ラクナ梗とは細い血管(動脈)が詰まってしまうことで起きる小さな脳梗塞のことです。脳の細い動脈に直径1.5cm未満の小さな梗塞がおきた状態をラクナ梗塞といいます。

 

ラクナ梗塞の原因は「高血圧」により細い動脈に発生する動脈硬化が最大の要因です。動脈硬化が起こると血管の血液が通る部分が狭くなってしまい血流がとだえて、やがて脳梗塞になってしまいます。

 

ラクナ梗塞は他の脳梗塞と違い、大きな発作が起こることはありません。主に運動麻痺やしびれなどの感覚障害が起こります。

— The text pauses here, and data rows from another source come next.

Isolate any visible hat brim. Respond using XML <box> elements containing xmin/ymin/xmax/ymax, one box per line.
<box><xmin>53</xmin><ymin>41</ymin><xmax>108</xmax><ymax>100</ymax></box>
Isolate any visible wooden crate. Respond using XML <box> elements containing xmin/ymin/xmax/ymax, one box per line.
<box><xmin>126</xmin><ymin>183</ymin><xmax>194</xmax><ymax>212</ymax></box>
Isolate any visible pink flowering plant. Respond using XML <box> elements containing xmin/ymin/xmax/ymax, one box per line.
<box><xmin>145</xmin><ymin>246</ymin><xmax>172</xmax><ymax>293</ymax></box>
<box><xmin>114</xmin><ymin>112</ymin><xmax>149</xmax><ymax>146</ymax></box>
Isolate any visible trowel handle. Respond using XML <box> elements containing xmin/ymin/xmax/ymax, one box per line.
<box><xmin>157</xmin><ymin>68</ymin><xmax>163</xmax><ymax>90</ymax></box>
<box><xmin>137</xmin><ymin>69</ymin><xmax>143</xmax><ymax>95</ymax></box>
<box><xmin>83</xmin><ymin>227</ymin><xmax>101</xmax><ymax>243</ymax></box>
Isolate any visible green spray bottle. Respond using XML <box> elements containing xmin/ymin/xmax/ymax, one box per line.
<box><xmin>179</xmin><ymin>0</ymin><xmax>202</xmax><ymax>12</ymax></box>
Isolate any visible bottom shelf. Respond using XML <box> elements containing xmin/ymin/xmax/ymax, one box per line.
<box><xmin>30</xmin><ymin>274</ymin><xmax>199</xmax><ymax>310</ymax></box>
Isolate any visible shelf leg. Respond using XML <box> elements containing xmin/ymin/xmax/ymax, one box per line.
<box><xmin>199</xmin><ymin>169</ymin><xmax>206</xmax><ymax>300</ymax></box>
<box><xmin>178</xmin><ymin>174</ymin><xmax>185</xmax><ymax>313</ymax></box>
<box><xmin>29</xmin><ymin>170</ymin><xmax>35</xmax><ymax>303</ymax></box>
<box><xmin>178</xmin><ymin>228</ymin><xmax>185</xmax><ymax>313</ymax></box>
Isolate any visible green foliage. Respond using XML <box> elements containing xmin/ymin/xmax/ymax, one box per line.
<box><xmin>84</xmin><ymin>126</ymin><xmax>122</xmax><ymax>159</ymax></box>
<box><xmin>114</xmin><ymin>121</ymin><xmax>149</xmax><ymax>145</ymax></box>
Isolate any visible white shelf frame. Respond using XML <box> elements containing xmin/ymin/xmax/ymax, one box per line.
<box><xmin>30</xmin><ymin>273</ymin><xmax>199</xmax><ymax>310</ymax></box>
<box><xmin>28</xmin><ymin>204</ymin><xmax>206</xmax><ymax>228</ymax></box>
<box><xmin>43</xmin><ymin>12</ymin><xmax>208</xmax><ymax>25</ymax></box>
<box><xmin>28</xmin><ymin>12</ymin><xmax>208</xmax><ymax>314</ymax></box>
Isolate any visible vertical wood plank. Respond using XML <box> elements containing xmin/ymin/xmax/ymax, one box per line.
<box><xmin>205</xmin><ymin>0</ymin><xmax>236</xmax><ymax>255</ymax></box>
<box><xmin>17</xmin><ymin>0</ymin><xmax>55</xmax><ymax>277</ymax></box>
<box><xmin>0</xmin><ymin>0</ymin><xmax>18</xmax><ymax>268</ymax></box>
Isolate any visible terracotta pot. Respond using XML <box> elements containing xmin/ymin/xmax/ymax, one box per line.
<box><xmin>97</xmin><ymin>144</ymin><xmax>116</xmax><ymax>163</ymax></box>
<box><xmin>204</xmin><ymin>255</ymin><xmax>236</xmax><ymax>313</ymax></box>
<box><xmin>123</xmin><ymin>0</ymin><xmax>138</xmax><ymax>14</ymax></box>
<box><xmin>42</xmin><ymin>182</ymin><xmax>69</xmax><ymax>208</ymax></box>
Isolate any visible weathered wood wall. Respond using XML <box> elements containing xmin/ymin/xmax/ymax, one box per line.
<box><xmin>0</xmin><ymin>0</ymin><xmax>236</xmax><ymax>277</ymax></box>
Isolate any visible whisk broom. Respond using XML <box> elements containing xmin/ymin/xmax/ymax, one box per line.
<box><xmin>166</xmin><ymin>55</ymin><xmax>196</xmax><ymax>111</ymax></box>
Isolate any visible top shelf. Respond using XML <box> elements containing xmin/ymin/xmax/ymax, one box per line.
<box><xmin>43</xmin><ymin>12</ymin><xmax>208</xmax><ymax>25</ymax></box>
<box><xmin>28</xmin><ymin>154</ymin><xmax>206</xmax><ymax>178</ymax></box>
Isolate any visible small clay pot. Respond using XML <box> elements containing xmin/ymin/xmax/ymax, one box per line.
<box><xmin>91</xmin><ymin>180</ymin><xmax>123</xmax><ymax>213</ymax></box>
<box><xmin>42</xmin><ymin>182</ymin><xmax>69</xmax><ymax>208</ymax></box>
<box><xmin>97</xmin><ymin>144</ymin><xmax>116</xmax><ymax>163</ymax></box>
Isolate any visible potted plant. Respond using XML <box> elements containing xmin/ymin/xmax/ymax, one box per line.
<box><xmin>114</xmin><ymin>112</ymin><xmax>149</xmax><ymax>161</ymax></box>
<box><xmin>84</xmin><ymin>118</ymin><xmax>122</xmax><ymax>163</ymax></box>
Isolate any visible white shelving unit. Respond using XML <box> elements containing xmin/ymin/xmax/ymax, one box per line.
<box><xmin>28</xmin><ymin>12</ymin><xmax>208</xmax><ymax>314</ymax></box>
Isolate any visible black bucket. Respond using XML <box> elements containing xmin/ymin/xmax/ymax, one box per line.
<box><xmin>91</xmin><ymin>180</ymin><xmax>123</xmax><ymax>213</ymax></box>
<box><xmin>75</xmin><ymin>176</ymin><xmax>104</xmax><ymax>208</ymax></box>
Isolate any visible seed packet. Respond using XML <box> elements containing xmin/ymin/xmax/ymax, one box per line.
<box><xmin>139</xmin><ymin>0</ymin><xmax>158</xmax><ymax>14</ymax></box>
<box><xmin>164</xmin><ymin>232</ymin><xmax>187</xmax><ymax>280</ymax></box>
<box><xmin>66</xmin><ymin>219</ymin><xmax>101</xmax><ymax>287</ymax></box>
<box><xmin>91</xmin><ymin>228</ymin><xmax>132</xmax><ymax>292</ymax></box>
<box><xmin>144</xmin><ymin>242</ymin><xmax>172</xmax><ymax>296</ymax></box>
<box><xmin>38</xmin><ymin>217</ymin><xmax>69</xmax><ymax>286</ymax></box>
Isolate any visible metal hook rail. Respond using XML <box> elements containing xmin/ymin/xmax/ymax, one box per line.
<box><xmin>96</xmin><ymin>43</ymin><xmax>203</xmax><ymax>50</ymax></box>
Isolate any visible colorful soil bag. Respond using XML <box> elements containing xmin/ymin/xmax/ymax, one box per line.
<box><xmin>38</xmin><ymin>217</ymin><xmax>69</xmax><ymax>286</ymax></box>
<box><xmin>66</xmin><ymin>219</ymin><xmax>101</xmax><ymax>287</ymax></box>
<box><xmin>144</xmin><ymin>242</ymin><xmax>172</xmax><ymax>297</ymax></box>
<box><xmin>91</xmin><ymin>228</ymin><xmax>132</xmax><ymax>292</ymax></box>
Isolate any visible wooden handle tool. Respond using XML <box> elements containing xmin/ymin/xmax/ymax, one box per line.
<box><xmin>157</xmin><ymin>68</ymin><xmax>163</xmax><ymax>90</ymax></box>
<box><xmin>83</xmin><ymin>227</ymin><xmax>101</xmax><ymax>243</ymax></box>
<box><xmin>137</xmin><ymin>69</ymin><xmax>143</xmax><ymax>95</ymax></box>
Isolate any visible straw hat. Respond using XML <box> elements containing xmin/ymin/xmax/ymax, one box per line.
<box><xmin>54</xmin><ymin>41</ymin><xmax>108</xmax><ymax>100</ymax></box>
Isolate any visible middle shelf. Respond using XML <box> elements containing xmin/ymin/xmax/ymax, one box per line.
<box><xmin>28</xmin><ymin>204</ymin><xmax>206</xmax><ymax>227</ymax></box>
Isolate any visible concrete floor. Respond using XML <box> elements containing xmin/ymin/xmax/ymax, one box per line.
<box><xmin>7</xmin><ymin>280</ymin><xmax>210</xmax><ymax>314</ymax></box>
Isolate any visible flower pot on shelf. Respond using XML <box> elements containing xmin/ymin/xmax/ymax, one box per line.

症状は段階的に表れて少しずつ進行していきます。

 

また、梗塞する部分が小さいので、症状が出ないことがあります。症状がでないことから「隠れ脳梗塞」とも呼ばれます。ほとんどが直径5mm以下の小さな梗塞ですが、そのままにしておくと梗塞の数が増えたり、大きな梗塞が起こったりすることもあります。

 

そして発作がない状態のまま、ラクナ梗塞が脳の色々な部位に発生して、少しずつ症状が進行していく場合もあります。これを「多発性脳梗塞」といい多発性脳梗塞になると言語障害・歩行障害・嚥下障害(えんげしょうがい:食べ物が飲み込みにくくなる)などの症状やまた認知症の症状が現れることもあります。